Restorative Discipline

“Restorative Discipline is a whole-school, relational approach to building school climate and addressing student behavior that fosters belonging over exclusion, social engagement over control, and meaningful accountability over punishment.” Dr. Marilyn Armour, IRJRD founder

Restorative Discipline is a Texas Model of Restorative Justice and Restorative Practices in schools.  Like Restorative Practices, Restorative Discipline is preventative, building strong relationships and communities through  shared values, mutual respect, effective communications, inclusivity and shared stories.  Additionally, like Restorative Justice, Restorative Discipline effectively deals with wrongdoing and harm by giving opportunities to all involved parties to “tell their story,” describe how the incident has affected them, share their needs, and offer solutions for resolving the situation, repairing the harm and moving forward.
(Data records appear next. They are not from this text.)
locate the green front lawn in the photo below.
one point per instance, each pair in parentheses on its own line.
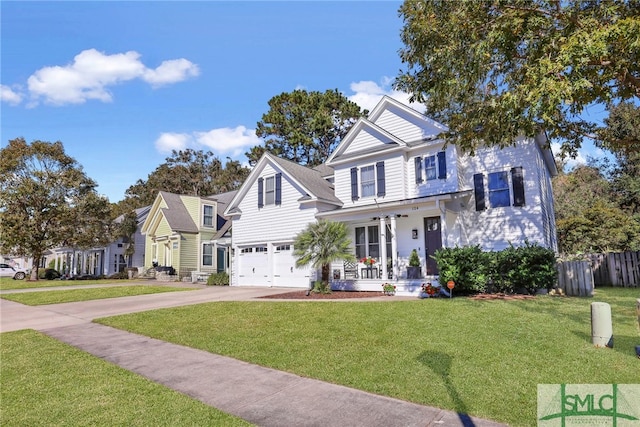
(7,283)
(48,383)
(484,358)
(75,295)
School in which Restorative Discipline has been implemented with fidelity have documented reductions in discipline referrals, suspensions and expulsions, improved campus climate and culture, strengthened relationships across the campus, and increases in student achievement.

Restorative Justice

Restorative justice is a theory of justice that emphasizes repairing the harm caused by criminal behavior. It views crime as a violation and harming of people and relationships.

It is an approach to problem solving that is based around three basic concepts:

  • When crime (or wrongdoing) occurs, the focus is on the harm that has been done to people and relationships

  • When harm has been done, obligations and liabilities have been created

  • All involved parties, wrongdoers, victims and the community, should be included in the resolution process

Restorative Justice programs are characterized by four key features:

  • Inclusion – all affected parties are given opportunity to participate in the resolution process

  • Encounter – victims, wrongdoers, their families and community members who want to are given opportunities to meet to discuss the incident and its impact on them

  • Amends – wrongdoers are expected to take the agreed upon steps to repair the harm their actions caused Reintegration – seek to restore wholeness and relationships so that all affected parties can return to being contributing members of the community



Restorative Practices

Restorative practices is a social science that studies how to create, improve and repair relationships between people and communities. Its goal is to build healthy communities by strengthening connections and relationships between community members, improving meaningful communication, fostering shared community values, and enhance understanding and empathy. 

The use of restorative practices has been shown to:

  • reduce crime, violence and bullying

  • improve behavior

  • strengthen communities

  • develop effective leadership

  • restore relationships

  • repair harm

Restorative Practices evolved in part from the concepts and principles of Restorative Justice.  It differs in that Restorative Justice is widely viewed as primarily reactive, responding to problem behavior and wrongdoing after the behavior occurs.  Restorative Practices includes processes that are proactive, building relationships and a sense of belonging and community to prevent conflict and wrongdoing.